APRA’s figures showed not-for-profit and in-house corporate funds dominated the top performers. Of the 50 funds with the best returns between 2007 and 2011, 42 were not-for-profit or in-house — led by stevedoring-linked CBH Superannuation (about 7.1% five‑year returns), followed by the Goldman Sachs JBWere staff fund (around 5.2% annual), Commonwealth Bank staff fund (4.7%), and the Reserve Bank staff fund (4.4%).
How have superannuation returns trended over the past five and eight years?
According to APRA, annualised returns averaged just 2% over the past five years, while longer-term performance improved to average about 5% over eight years.
How much money is held in super funds that delivered below‑average returns?
APRA’s figures show about $346 billion of Australia’s superannuation savings are tied up in funds that delivered below‑average returns over the five‑year period reported.
Were retail super funds competitive in the APRA performance rankings?
Retail funds generally lagged the not‑for‑profit and in‑house funds in the APRA rankings; Challenger Retirement Fund was the only retail fund to make the top 50, with an average five‑year return of about 4.5% to 2011.
Which super funds were among the poorest performers in the APRA data?
Some of the worst five‑year performers named in the APRA data included Motor Trades Superannuation Fund, which averaged a loss of 0.8% over five years, and the 4,200‑member LifeFocus retail super fund, which posted about −6.3% over the same period.
What do the APRA results mean for people who don’t choose their own default super fund?

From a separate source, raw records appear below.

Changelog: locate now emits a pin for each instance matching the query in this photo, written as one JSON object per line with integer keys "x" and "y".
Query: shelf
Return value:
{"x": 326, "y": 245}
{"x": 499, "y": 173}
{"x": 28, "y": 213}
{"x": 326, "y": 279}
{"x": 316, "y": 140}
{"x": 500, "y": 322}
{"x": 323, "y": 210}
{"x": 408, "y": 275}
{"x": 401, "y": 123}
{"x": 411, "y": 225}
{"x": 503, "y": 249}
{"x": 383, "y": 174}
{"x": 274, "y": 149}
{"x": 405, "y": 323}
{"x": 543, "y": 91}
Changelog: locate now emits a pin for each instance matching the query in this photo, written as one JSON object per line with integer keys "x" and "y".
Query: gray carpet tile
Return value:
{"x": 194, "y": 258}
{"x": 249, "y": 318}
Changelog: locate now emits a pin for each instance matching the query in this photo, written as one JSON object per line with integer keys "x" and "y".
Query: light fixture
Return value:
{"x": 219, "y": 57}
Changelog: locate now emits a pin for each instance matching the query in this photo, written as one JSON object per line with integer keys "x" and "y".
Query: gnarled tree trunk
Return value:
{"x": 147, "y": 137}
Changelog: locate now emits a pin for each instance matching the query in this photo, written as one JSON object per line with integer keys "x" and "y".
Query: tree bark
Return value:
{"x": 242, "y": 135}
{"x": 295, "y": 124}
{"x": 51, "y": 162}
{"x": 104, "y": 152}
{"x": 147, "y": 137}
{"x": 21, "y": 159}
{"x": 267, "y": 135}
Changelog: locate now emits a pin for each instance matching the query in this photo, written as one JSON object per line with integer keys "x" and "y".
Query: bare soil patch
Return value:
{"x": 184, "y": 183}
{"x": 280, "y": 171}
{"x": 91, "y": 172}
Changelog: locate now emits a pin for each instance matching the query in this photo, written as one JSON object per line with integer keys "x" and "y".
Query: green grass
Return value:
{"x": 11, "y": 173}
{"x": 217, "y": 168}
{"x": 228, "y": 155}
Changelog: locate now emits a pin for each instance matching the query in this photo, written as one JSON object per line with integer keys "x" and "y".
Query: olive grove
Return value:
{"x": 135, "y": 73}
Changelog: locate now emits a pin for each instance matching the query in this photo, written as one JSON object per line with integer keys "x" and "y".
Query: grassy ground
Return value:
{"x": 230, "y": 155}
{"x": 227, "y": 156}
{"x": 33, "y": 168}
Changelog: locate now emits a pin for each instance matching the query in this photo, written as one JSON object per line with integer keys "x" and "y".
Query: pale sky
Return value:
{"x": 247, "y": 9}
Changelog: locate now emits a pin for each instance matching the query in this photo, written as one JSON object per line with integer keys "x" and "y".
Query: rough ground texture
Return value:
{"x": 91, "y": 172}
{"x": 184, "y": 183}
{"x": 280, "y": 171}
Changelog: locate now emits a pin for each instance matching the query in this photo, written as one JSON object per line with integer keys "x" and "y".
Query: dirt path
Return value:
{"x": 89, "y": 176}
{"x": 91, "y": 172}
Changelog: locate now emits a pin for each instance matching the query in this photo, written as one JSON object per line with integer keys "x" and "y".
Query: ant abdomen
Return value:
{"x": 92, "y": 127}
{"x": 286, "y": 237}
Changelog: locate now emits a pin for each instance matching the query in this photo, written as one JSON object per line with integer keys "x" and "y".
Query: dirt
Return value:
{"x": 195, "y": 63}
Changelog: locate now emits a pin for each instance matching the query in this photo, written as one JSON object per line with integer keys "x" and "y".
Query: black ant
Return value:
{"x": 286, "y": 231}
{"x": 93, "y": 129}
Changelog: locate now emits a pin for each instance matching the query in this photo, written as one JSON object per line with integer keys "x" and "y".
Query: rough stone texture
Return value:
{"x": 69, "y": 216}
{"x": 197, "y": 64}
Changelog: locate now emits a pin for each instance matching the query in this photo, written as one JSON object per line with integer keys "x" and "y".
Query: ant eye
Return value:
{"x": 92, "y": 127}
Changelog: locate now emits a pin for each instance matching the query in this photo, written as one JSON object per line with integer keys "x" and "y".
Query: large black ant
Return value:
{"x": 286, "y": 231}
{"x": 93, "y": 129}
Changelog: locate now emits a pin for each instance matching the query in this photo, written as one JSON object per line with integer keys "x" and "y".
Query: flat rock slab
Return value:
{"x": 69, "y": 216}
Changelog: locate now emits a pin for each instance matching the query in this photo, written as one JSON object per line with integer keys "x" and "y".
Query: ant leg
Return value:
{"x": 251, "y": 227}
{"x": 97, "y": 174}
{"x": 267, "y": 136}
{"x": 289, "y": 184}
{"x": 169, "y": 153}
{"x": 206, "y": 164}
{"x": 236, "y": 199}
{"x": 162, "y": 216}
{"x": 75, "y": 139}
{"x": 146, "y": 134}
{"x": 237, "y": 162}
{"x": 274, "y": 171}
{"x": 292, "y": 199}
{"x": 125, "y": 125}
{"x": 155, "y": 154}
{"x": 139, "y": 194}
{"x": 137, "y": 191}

The APRA results feed into a Productivity Commission review of how default super funds are chosen; currently employers and unions select a default, and Industry Super Network’s CEO David Whiteley said the stronger results from not‑for‑profit funds have ‘obvious and profound’ implications for ensuring employees who don’t choose a fund end up in a well‑performing scheme.
Which industry super scheme was highlighted as a top industry performer?
The Catholic Superannuation fund was the best‑performing industry scheme named in the APRA data, with average five‑year returns of about 4.1%.
How should everyday investors read the APRA superannuation performance figures?
The APRA data show wide variation in fund performance and that short‑term (five‑year) returns can look weak compared with longer‑term (eight‑year) averages; the report also highlights that not‑for‑profit and in‑house funds tended to outperform many retail offerings, which is relevant for anyone reviewing their super or default fund choice.